Smooth asymptotics for collapsing Calabi-Yau metrics

TL;DR

This paper establishes uniform high-order estimates for collapsing Calabi-Yau metrics on fibered manifolds, providing an asymptotic expansion in terms of fiber diameter with controlled remainders.

Contribution

It introduces a detailed asymptotic expansion of collapsing Calabi-Yau metrics with uniform estimates, extending previous results to all derivative orders.

Findings

Proves uniform C^k-estimates for collapsing metrics

Derives an asymptotic expansion in fiber diameter

Identifies obstructions to higher derivative bounds

Abstract

We prove that Calabi-Yau metrics on compact Calabi-Yau manifolds whose Kahler classes shrink the fibers of a holomorphic fibration have a priori estimates of all orders away from the singular fibers.

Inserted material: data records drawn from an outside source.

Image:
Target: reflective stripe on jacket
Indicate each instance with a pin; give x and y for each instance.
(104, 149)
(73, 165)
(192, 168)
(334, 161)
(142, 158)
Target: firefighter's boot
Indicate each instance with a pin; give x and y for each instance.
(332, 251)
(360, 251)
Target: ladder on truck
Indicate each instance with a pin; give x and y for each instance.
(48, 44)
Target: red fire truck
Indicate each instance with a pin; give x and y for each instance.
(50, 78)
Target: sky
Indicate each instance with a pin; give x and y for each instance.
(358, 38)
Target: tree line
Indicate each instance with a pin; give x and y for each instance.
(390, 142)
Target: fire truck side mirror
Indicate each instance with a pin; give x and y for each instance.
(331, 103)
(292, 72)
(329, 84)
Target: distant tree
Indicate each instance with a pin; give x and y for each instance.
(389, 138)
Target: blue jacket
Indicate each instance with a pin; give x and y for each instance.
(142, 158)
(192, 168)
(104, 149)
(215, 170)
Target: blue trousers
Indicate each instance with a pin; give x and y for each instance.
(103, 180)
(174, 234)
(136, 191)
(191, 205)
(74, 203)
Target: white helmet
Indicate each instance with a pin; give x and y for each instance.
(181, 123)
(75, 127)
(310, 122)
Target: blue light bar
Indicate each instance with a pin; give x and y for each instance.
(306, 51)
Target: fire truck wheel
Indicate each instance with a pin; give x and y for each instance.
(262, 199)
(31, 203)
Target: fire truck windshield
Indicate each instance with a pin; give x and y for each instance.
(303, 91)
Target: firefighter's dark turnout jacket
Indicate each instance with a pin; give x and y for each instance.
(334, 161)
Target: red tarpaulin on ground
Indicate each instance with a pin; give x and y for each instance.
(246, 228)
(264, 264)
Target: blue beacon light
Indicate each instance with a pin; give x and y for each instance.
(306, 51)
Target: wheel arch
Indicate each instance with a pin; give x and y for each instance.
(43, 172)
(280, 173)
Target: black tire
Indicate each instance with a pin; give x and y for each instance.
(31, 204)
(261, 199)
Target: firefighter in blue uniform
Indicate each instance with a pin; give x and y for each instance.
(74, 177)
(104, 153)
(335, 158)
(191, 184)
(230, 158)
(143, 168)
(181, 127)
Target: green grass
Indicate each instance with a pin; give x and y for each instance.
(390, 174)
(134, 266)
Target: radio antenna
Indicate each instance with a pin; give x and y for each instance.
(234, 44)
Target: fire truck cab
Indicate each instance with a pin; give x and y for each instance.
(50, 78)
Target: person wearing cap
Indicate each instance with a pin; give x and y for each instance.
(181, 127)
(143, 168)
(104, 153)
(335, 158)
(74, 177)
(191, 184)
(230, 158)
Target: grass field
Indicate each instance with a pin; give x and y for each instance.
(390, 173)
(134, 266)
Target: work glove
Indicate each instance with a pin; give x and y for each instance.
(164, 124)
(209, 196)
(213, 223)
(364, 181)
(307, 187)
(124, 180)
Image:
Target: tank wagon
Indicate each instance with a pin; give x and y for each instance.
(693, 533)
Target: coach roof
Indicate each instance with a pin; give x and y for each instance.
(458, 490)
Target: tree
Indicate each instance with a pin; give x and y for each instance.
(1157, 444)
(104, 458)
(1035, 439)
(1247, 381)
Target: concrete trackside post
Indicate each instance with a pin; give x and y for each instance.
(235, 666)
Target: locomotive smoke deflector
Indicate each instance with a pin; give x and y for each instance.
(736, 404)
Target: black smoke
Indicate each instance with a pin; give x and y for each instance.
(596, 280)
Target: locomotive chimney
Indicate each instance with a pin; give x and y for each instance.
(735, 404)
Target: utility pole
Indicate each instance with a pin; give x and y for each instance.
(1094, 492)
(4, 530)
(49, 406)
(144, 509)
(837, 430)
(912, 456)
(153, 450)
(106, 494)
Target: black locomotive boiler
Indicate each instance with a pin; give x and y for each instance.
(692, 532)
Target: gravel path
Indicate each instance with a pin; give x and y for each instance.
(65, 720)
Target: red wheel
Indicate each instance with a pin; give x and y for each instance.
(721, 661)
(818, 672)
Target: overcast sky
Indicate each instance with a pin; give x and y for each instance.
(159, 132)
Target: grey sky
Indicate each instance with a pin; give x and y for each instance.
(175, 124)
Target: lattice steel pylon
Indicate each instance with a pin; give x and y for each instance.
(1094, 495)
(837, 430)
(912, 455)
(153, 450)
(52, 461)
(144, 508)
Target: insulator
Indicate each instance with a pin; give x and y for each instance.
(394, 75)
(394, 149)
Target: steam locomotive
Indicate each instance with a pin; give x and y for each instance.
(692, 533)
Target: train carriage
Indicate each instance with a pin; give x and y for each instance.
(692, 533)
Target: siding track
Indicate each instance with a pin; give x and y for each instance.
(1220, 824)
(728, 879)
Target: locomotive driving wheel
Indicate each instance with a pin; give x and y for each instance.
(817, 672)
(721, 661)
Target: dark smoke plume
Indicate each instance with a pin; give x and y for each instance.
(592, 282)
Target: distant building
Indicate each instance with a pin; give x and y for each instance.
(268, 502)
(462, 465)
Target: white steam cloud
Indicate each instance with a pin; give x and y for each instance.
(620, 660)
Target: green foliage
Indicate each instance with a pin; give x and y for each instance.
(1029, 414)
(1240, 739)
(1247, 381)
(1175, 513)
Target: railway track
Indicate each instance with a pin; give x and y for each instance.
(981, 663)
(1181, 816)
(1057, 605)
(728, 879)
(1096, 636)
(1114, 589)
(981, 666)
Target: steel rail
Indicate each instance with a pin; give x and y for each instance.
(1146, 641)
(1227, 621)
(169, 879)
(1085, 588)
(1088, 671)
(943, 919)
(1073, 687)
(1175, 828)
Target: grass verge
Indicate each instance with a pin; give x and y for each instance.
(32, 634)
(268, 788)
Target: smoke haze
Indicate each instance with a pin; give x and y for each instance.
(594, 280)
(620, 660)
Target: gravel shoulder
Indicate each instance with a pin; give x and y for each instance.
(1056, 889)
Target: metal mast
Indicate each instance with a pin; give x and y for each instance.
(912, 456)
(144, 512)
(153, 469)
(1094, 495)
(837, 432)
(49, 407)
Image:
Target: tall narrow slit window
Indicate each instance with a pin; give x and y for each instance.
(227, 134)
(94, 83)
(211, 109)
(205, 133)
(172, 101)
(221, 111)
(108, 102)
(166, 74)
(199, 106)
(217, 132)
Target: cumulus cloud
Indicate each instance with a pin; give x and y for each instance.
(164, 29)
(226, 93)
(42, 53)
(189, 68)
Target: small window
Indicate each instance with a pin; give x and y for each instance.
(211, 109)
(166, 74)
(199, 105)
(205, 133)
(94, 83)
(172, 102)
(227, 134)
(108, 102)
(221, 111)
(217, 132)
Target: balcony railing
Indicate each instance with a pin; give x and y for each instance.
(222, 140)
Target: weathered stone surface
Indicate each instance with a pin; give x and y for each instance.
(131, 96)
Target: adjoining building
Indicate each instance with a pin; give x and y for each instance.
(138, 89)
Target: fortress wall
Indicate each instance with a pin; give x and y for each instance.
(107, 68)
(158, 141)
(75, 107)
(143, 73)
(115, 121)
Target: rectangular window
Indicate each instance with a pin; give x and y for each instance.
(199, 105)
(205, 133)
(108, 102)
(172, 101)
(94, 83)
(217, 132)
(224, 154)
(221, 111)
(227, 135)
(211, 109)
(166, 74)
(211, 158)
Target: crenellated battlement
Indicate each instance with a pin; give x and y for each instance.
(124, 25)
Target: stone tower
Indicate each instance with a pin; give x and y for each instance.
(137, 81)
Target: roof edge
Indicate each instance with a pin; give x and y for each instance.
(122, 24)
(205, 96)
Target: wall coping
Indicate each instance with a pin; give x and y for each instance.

To this end we prove an asymptotic expansion of these metrics in terms of powers of the fiber diameter, with k-th order remainders that satisfy uniform C^k-estimates with respect to a collapsing family of background metrics. The constants in these estimates are uniform not only in the sense that they are independent of the fiber diameter, but also in the sense that they only depend on the constant in the estimate for k=0 known from previous work of the second-named author. For k>0 the new estimates are proved by blowup and contradiction, and each additional term of the expansion arises as the obstruction to proving a uniform bound on one additional derivative of the remainder.